If the Pittsburgh Steelers had a defensive training camp darling, that award would go to rookie LB Mark Robinson in a landslide. The seventh-round pick out of Ole Miss was considered a likely long shot to make the team coming into training camp as primarily a downhill thumper in the run game with flaws in coverage as only a one-year player at the position, having previously played running back a Presbyterian before transferring to Oxford and switching to the defense side of the ball.

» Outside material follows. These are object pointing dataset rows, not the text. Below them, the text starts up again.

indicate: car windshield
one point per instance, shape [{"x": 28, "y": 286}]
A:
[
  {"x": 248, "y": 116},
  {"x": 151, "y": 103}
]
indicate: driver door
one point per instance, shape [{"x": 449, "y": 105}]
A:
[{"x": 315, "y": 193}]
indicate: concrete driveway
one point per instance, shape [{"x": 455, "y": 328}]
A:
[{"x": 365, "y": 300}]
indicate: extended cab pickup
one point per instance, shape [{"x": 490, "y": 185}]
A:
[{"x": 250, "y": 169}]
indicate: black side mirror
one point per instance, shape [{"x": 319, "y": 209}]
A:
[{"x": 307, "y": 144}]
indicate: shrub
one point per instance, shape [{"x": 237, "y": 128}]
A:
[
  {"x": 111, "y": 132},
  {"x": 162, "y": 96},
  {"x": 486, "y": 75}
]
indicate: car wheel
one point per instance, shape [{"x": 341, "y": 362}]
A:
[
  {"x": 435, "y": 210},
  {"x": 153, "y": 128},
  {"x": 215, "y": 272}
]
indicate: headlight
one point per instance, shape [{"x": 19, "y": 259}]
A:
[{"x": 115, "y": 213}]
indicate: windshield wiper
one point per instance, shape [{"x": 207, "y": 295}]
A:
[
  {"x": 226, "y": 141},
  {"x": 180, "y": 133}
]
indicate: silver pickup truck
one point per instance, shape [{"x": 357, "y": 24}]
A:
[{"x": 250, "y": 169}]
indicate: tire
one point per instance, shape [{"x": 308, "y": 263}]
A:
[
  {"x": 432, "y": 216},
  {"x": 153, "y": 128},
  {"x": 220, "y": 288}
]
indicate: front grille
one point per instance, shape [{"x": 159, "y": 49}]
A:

However, Robinson made his impact known in a hurry on the football field, sticking out early in training camp and then showing glimpses of what he could do in Pittsburgh’s first preseason game against Seattle before having his coming out party in Jacksonville. Robinson played like a heat-seeking missile in that game, racking up tackles against the run while also making coverage drops and putting pressure on the quarterback as a pass rusher.
Still, when DC Teryl Austin was asked why he previously mentioned three inside linebackers that he feels comfortable playing right now in reference to Myles Jack, Devin Bush, and Robert Spillane without including Robinson in that group, Austin pointed to continued development as the main thing holding Robinson back from seeing playing time early in Pittsburgh’s defense in 2022.
“Well, I think as a young guy, the biggest thing that happens with those guys is they have a lot of want to, but they don’t have a lot of skill in repetition that their position to be effective in this league,” Austin said to the media on video from Steelers.com. “And so, until he gets all of that, he’ll continue to develop on special teams and doing some stuff like that. But I think that’s really it’ It’s just going to be repetitions and getting skill development at his position and really learning his position and how it’s played here in the NFL.”
This isn’t exactly what Steelers fans want to hear from Austin about their fan favorite at inside linebacker, but Austin does have a point. Robinson has only played the LB position for one season in college before making the jump to the pros. Therefore, he is still new to the intricacies of the position when it comes to zone drops, reading keys, and making checks at the LOS. While Robinson had strong performances in Pittsburgh’s first two preseason games, he was caught more out of position in the preseason finale, making more notable mistakes in coverage and in missed tackles.
Just like the situation going on at QB for the Steelers, often the rookie must be head and heels better than the veterans above him on the depth chart to seize the starting job. Robinson has stood out more than Bush and Spillane to this point in preseason play, but the coaching staff is going to side with proven production over the potential, yet raw play Robinson has shown thus far. Still, the coaching staff is excited in the young man the managed to get at the end of the draft and the demeanor that he plays with to and through the whistle.
“Absolutely,” Austin said on Robinson and his aggression on the football field. “Mike always says, ‘I’d rather say woah than sick ‘em’, and he’s got a lot of sick ’em.”